MOTIVATION DE LA DÉCISION
L’article L. 711-1 du code de la consommation dispose : “Le bénéfice des mesures de traitement des situations de surendettement est ouvert aux personnes physiques de bonne foi.
La situation de surendettement est caractérisée par l’impossibilité manifeste de faire face à l’ensemble de ses dettes non professionnelles exigibles et à échoir. Le seul fait d’être propriétaire de sa résidence principale dont la valeur estimée à la date du dépôt du dossier de surendettement est égale ou supérieure au montant de l’ensemble des dettes non-professionnelles exigibles et à échoir ne fait pas obstacle à la caractérisation de la situation de surendettement.
L’impossibilité de faire face à un engagement de cautionner ou d’acquitter solidairement la dette d’un entrepreneur individuel ou d’une société caractérise également une situation de surendettement.”

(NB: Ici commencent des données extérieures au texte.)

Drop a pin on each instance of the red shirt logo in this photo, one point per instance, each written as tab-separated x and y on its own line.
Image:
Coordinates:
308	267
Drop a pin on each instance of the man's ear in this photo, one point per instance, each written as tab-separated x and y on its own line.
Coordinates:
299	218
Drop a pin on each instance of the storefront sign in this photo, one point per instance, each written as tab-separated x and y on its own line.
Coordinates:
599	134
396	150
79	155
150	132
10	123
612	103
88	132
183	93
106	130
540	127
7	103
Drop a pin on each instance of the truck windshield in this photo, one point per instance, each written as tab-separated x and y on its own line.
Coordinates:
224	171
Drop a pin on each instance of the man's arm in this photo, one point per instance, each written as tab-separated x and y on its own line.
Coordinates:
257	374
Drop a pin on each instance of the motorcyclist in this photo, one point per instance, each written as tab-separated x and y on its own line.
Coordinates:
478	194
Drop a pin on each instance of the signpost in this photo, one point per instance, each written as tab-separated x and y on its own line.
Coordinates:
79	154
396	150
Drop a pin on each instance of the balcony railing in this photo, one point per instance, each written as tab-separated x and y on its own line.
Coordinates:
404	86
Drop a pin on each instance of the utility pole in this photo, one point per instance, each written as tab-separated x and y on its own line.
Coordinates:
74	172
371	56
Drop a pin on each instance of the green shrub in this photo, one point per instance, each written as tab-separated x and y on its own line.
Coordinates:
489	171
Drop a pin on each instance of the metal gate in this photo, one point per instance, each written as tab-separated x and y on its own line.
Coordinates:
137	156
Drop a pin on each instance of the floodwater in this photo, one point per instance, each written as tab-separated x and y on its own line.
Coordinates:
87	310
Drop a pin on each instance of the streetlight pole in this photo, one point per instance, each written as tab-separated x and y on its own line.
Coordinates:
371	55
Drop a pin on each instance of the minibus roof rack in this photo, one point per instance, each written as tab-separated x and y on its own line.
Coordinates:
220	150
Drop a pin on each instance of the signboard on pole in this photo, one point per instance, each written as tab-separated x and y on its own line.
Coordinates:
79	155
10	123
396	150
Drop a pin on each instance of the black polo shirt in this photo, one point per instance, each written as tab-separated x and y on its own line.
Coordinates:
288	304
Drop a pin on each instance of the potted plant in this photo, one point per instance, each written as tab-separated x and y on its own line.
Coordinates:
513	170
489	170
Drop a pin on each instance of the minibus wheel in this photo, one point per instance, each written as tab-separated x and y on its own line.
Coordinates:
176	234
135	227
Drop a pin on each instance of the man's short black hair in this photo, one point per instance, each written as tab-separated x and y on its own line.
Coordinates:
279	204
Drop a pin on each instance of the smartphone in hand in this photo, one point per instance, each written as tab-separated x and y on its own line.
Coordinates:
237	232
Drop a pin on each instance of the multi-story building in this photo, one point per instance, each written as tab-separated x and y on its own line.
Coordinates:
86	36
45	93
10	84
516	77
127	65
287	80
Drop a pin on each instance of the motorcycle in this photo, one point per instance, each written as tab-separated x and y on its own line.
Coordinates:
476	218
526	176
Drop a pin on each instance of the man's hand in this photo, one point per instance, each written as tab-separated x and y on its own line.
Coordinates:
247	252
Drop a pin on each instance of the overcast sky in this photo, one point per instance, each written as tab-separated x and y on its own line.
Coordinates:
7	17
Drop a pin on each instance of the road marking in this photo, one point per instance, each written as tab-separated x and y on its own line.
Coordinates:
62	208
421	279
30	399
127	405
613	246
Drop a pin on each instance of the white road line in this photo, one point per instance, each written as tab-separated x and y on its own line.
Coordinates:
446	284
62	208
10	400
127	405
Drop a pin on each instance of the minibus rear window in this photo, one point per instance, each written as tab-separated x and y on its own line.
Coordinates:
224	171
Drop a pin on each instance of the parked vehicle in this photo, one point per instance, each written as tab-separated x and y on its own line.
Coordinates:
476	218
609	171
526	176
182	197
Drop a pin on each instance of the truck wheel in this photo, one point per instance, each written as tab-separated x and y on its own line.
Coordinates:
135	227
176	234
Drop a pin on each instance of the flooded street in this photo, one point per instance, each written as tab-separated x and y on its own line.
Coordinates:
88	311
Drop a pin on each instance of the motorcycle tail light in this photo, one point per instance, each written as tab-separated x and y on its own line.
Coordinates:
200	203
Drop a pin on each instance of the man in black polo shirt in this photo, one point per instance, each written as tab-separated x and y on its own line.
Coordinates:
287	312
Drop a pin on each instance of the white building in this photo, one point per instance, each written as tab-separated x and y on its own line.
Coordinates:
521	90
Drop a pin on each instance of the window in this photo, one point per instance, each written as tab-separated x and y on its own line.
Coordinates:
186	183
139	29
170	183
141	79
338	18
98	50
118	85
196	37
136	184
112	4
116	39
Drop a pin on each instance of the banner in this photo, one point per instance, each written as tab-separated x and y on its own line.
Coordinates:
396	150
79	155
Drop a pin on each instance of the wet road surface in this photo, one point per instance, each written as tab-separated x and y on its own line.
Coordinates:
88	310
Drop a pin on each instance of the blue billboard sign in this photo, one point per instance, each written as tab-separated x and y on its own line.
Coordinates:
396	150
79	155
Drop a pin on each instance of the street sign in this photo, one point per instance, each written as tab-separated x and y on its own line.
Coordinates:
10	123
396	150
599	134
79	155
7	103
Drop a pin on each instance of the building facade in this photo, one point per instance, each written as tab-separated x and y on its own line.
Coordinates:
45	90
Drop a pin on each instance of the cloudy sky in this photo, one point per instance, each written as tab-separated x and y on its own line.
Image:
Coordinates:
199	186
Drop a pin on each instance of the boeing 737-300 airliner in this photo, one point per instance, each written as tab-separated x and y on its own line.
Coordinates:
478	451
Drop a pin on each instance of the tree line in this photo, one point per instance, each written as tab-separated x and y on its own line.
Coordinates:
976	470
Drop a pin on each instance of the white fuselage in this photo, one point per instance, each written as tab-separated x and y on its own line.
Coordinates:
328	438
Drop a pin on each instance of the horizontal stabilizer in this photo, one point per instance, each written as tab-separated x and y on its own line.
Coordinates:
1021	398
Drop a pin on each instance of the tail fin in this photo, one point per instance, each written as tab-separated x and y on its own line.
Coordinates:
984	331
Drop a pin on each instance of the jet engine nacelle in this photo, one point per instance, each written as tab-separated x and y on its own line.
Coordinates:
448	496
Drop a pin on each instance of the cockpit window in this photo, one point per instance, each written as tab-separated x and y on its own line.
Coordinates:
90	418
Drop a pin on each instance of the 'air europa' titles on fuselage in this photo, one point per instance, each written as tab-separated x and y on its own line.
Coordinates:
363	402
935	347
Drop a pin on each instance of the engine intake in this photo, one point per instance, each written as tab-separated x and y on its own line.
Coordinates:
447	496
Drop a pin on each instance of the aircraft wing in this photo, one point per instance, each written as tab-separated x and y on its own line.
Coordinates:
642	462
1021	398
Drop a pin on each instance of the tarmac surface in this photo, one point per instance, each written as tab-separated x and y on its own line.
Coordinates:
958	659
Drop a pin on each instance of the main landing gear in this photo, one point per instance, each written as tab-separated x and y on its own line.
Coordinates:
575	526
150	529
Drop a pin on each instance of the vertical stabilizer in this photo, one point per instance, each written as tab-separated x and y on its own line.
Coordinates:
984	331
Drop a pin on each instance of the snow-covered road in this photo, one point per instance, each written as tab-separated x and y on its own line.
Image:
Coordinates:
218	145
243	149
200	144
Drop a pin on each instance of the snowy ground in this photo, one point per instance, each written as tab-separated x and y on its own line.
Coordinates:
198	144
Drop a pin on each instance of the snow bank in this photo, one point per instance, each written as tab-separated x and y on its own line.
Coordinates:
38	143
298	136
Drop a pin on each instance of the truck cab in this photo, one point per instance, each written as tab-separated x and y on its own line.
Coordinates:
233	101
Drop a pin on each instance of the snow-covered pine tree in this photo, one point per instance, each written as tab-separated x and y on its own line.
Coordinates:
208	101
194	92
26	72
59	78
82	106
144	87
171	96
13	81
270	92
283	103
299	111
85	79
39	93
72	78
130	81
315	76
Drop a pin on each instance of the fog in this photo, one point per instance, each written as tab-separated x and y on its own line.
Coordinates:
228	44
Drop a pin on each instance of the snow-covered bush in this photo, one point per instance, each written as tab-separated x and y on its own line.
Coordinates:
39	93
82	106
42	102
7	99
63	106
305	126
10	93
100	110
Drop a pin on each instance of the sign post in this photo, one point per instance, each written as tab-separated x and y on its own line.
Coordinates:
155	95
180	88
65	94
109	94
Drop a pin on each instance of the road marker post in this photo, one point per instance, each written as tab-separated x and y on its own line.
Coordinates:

Dans le cadre d’une procédure de surendettement, la bonne foi du débiteur est présumée. Il appartient à celui qui se prévaut de sa mauvaise foi de la démontrer. La bonne ou mauvaise foi doit s’apprécier compte tenu des circonstances de la cause et en fonction du comportement du débiteur au moment du dépôt de sa demande mais aussi à la date des faits qui sont à l’origine du surendettement et pendant le processus de formation de la situation de surendettement.
En l’espèce, il n’est pas contesté que le 17 avril 2023, le [14] [Localité 24] a octroyé à M. [V] un prêt d’un montant de 20.450 euros lui permettant de racheter quatre prêts en cours et aboutissant à une mensualité de remboursement moins élevée, générant une économie mensuelle de 317 euros. Le but était donc d’assainir sa situation financière.
Toutefois, dès le mois de juillet 2023, soit trois mois après, il a souscrit un nouveau prêt auprès de [15], puis au mois de janvier 2024 il a souscrit un nouveau prêt auprès de [34]. Enfin, les crédits renouvelables qui avaient été rachetés auprès de la [8] et de [16] ont été réactivés par ses soins. De l’aveu de M. [V], ces crédits ont été souscrits afin de financer son projet marital (voyages et mariage notamment).
Sur un montant total de dettes de 34.364,70 euros, les crédits représentent une somme de 25.235,07 euros, soit plus de 70% de son endettement.
Par ce comportement, M. [V] a volontairement aggravé son endettement et il ne pouvait pas ignorer que la souscription de ces nouveaux crédits, pour des besoins non essentiels, le placerait de nouveau dans une situation financière obérée.
Sa mauvaise foi dans le processus d’endettement est donc établie et il sera déclaré irrecevable en sa demande tendant au bénéfice d’une procédure de traitement de sa situation de surendettement.
PAR CES MOTIFS,
Le juge des contentieux de la protection,
Statuant publiquement, par jugement réputé contradictoire, en dernier ressort, susceptible de pourvoi,
DIT que M. [O] [V] ne satisfait pas à la condition de bonne foi prévue par l’article L.711-1 du code de la consommation,
DÉCLARE en conséquence irrecevable sa demande tendant au bénéfice d’une procédure de surendettement,
LAISSE les dépens à la charge de l’Etat.
Ainsi fait, jugé et mis à disposition au greffe de la juridiction les jours, mois et an susdits. En foi de quoi le présent jugement a été signé par le juge des contentieux de la protection et le greffier.